Pages

dimanche 2 mai 2021

Une peur

 

 

 

A droite, le grand  fauteur*  de troubles !

 

 

Et voilà que ressurgit l'une de mes peurs d'enfant suite à : "Quelles questions vous posiez-vous lorsque vous étiez enfant ?"

A la réflexion, je n'ai pas trouvé beaucoup de questions datant de cette époque  lointaine. 

Cependant, si, l'une d'entre elles ne s'est pas effacée...

"Si j'ai avalé le noyau de ma cerise, est-ce que je vais mourir ?"

La naïveté de mes six ans,  proche de la niaiserie, me plongeait souvent dans un doute immense quant aux conséquences d'une action.    

 

Ce soir-là, nous avions une invitée, infirmière, amie de mes parents. Le repas venait de se terminer et ma mère apporta un grand plat de cerises, fraîchement cueillies, brillant des dernières gouttes d'eau de leur rinçage.  Charnues, d'un beau rouge sombre, une pure merveille ! 

En déposant le plat, ma mère me regarda et dit :

-- Surtout n'avale pas de noyaux en les mangeant !  

Après quoi, elle repartit vers la cuisine.

L'amie mit une poignée de cerises dans une assiette et  la fit glisser devant moi puis continua à s'entretenir avec mon père. 

Tout occupée à croquer les fruits et, en même temps, à écouter la conversation des adultes, je fus distraite et avalai l'un des noyaux. 

Lorsque je réalisai l'erreur, je me figeai une seconde avant d'annoncer d'une voix tremblotante qu'un noyau était passé dans mon estomac, lui aussi.

L'amie me regarda, se mit à rire et me dit :

-- Oh ! Tu vas avoir un cerisier qui va pousser dans ton ventre ! 

Mon père sourit sans intervenir. 

Comment alors ne pas accorder crédit aux propos de cette amie ? Elle était infirmière après tout,  elle savait donc de quoi elle parlait.

Mais quelle horreur ! un arbre dans mon ventre ? ? ?  L'effroi m'envahit.  Je commençai à sentir le noyau s'ouvrir et le germe pousser. Combien de temps faudrait-il pour que les branches se développent ? Allaient-elles me sortir par la bouche et le nez dans les jours à venir ? Cela allait-il me faire mourir ? Cette idée devint presque une certitude ! 
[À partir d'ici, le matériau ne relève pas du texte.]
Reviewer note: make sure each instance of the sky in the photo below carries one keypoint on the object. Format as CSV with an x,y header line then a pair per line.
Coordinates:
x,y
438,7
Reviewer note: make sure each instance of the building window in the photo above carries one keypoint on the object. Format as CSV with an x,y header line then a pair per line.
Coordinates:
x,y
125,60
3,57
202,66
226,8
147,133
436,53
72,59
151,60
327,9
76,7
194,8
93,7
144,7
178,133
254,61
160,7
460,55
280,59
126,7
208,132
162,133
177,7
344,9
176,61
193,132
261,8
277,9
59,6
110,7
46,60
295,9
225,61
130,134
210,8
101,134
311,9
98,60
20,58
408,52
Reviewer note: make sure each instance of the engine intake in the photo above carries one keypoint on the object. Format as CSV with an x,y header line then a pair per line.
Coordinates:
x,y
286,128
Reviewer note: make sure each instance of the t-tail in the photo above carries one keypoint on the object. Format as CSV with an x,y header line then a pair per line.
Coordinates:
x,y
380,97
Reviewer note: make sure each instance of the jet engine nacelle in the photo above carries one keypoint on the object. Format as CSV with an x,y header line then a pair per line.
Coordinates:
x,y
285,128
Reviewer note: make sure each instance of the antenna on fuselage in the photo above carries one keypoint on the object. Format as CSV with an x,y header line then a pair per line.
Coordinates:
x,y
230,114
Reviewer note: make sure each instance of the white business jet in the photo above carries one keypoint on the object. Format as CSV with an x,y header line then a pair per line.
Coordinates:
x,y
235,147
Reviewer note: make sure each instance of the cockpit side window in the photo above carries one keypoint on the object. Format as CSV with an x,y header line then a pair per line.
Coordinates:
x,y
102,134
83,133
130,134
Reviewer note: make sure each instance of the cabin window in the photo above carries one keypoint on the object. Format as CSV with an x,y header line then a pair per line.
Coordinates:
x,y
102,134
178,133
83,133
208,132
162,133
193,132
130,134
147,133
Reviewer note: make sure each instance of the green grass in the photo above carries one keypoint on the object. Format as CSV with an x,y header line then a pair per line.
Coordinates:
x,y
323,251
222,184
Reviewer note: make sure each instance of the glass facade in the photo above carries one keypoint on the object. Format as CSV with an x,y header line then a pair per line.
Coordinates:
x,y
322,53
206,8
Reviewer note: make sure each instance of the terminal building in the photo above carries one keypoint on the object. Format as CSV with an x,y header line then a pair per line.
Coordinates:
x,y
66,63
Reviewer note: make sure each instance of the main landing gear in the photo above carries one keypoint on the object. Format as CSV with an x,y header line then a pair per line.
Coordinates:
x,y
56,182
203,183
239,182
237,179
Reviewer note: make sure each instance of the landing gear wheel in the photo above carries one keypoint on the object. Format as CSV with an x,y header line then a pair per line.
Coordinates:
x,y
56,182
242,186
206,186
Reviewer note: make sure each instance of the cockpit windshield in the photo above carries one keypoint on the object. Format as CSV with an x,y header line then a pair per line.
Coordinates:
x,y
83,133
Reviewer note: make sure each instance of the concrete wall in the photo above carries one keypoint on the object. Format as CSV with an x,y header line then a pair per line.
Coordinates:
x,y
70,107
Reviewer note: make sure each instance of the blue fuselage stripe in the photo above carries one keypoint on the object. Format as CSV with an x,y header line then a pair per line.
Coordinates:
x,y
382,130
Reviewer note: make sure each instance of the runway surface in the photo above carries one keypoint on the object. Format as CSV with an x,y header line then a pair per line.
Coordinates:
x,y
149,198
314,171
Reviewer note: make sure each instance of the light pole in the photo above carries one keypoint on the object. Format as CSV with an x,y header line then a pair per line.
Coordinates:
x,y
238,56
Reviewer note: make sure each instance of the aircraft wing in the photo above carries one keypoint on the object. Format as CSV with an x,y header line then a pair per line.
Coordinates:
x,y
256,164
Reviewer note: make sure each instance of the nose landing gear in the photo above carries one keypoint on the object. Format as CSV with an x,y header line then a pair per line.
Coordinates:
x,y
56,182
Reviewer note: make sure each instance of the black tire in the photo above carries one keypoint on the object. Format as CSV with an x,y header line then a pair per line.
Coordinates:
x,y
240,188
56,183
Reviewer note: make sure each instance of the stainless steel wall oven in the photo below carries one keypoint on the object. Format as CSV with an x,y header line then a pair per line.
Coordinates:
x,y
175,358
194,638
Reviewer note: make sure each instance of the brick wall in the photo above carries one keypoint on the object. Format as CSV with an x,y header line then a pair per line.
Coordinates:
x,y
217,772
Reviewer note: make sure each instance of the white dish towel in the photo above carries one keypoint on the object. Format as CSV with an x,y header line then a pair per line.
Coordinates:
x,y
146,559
Je fis un effort immense pour ne pas me mettre à pleurer. Ma mère m'avait bien recommandé de ne pas avaler de noyaux et, connaissant son tempérament nerveux, il valait mieux ne plus me faire remarquer. 

Rongée par l'angoisse, je repoussai l'assiette de cerises et me tins coite jusqu'à l'heure du coucher, ressassant encore et encore l'idée d'un arbre incrusté dans mon ventre.

Dans mon lit, le sommeil n'arriva pas immédiatement et j'eus le temps de ressentir les chatouillements provoqués par le frôlement des  premières feuilles du cerisier sur les parois de mon estomac....

Peut-on parler de l'adaptation des enfants aux petits drames de leur vie ? En tout cas, le lendemain matin, l'angoisse m'avait quittée et la vie reprit son cours.

Ma foi, j'étais une petite nigaude qui  avalait aussi bien les propos irréfléchis que les noyaux de cerises.

 

 

 

* je n'ai pas trouvé de féminin pour ce mot mais, vu l'évolution de notre société, peut-être, ces dernières années,  en a-t-on créé un ???